Drs Andrew J. Cutler, Gregory Mattingly, and Sagar V. Parikh discuss the treatment of MDD in female patients who are pregnant or plan to become pregnant.
Andrew J. Cutler, MD:Let’s shift gears and talk a little about depression in women. A question we get asked all the time, Sagar, is how do we think about treating depression in females who are of childbearing potential and are frankly interested in starting a family?
Sagar V. Parikh, MD, FRCPC: We first have to acknowledge that depression is more common in women, of course, and that there wasn’t a time when we thought pregnancy was somehow protective against getting depressed or something. But we know now that in fact, there’s a lot of emotional turbulence during pregnancy, and particularly individuals who’ve had depressions in the past who may be well now and are thinking of becoming pregnant, they’re still at extremely high risk for relapsing, not just in the postpartum period, but maybe late in pregnancy. The idea of what medicines are safe during pregnancy becomes very much of concern. To the extent that people can take it and it’s available, mindfulness-based CBT [cognitive behavioral therapy] is the strongest psychotherapeutic preventer of fresh episodes of depression. That might be 1 treatment, and that’s usually 8 sessions, a 90-minute group done 8 times; it’s well studied in traditional RCTs [randomized controlled trials]. That would be one thing. With respect to the other medications, we know a lot more about older medications, so that might be one option. And if it emerges that episodic treatment will suffice, then perhaps we can try a 2-week treatment episodically, and hopefully, that’ll last the duration of the pregnancy.
Andrew J. Cutler, MD: That is interesting, absolutely.
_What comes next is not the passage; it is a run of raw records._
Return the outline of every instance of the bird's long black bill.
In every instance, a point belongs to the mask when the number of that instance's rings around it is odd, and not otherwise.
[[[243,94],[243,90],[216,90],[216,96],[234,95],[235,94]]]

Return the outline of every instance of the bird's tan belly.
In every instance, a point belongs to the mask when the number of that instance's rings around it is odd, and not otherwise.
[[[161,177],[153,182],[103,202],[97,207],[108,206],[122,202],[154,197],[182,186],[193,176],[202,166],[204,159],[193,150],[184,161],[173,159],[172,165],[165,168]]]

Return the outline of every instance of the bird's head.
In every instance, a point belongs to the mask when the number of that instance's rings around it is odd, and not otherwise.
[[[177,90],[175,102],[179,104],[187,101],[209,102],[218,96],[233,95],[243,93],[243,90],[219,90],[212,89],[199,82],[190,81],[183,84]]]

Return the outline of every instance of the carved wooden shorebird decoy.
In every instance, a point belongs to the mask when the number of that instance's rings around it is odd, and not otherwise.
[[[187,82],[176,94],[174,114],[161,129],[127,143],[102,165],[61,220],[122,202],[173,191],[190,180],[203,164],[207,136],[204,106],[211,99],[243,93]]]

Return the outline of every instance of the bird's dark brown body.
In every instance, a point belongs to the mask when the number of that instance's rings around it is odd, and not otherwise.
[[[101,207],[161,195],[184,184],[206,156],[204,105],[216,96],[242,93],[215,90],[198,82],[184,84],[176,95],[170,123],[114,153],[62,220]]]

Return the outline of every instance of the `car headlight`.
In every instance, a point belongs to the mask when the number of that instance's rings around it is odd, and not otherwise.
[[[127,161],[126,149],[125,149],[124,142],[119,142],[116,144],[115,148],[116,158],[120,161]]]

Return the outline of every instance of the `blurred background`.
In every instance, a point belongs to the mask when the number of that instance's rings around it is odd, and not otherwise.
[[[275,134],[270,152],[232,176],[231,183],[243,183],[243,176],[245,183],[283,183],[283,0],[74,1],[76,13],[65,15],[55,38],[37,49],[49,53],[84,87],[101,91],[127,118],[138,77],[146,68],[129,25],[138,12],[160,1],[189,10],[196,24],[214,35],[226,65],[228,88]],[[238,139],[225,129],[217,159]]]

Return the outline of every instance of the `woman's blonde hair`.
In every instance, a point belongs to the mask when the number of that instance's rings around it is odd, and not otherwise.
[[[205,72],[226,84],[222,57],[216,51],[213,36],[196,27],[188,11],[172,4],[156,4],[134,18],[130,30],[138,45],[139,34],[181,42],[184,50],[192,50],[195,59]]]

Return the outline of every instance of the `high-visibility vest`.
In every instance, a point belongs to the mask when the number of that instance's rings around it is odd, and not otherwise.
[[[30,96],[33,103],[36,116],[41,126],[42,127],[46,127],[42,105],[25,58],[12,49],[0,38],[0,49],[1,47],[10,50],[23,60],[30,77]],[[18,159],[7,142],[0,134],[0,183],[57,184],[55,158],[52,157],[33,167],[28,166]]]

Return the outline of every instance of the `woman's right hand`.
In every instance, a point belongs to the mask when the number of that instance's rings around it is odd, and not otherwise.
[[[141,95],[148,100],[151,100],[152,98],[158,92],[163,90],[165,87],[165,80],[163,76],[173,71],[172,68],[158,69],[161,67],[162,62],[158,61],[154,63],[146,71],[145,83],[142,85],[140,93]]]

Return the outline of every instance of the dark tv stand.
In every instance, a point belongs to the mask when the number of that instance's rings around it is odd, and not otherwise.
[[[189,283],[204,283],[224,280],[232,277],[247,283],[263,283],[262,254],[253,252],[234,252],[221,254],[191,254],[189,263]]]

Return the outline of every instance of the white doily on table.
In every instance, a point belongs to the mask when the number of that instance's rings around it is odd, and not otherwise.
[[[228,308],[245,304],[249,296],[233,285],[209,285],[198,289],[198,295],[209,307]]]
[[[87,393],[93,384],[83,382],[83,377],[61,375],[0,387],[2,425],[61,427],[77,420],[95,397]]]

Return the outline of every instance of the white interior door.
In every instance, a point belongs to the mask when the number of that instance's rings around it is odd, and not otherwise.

Greg, my understanding is that SSRIs [selective serotonin reuptake inhibitors] have been shown to be reasonably safe during pregnancy, but how do you handle these kind of questions?
Gregory Mattingly, MD: I start with, once again, a holistic discussion about how depression can affect not just the mom, but also the child inside the mom.
Andrew J. Cutler, MD: That’s true.
Gregory Mattingly, MD: One of the biggest risks is the mom getting depressed. All of our studies out there have shown that depressed moms have higher rates of premature delivery, increased fetal distress, problems bonding to their children after they’re born, failure to thrive, all of those things. I legitimize it to the mom, and say, “It’s OK to take care of yourself. It’s important to take care of yourself. Because when you take care of yourself, you’re taking care of the baby inside of you. Now, when we talk about treatment options, let’s talk about what treatment we need to keep you healthy during this pregnancy.” If that treatment option can be being off medicine during pregnancy, that’s an option for a few of my patients. For many of my patients, it’ll be talking about how we keep them healthy. The other thing I do for all of my pregnant patients, Sagar, is schedule a visit 1 week after their due date. I want to preventively and proactively manage that postpartum period in all of my patients. We talk about what we’re going to do during pregnancy, and what are our strategies, we’ll schedule some visits during the pregnancy. I’ll discuss it with their OB-GYN [obstetrician-gynecologist] if we do need to stay on medicines. But then I proactively schedule a visit 1 week after their due date.
Sagar V. Parikh, MD, FRCPC: If I could share another thing I do, historically, I’ve treated many more women with bipolar disorder than with unipolar depression. We actually draw up a pregnancy contract. Almost universally, women want to be off medications when they want to become pregnant. And that’s very understandable, regardless of what other safety data there may be for this medicine or that medicine. What we do is draw up a little contract, which basically says, “When I get depressed, these are my common symptoms.” And in the case of women with bipolar disorder, the same thing; “When I’m getting manic, these are the typical symptoms.” Then we have the discussion, “If I get depressed and it’s mild to medium, this is what I want.” It’s almost like an advanced directive. We say, yes, OK, we’ve talked about sertraline or something like that. I think that’s a good choice now. And I do this deliberately because I also make it a point to talk about ECT [electroconvulsive therapy] as being a particularly lifesaving and fetus-sparing treatment for severe depression late in pregnancy. People are often shocked, “What? You’re talking about ECT to a pregnant woman?” But actually, it’s a very safe treatment for severely ill women.
We talk about what treatments they would agree to now, when they’re well, should they become depressed, and also, in the case of bipolar disorder, what treatments they would like if they became manic. We discuss this over a couple of visits. The document is drawn up, and then I go through the formality of having the patient sign it, not because it’s really a legal document, but it’s a statement of commitment. And then I make sure that the partner has been brought into this discussion, and I make sure that the patient provides a copy to their primary care physician. And I keep a copy in my chart, so that it makes any future discussion of what to do not binding in any sense legally, but at least we’ve thought about it at a time when there wasn’t a pregnancy and there wasn’t any imminent crisis.
Andrew J. Cutler, MD: That’s fascinating, Sagar. I love the idea of being so proactive.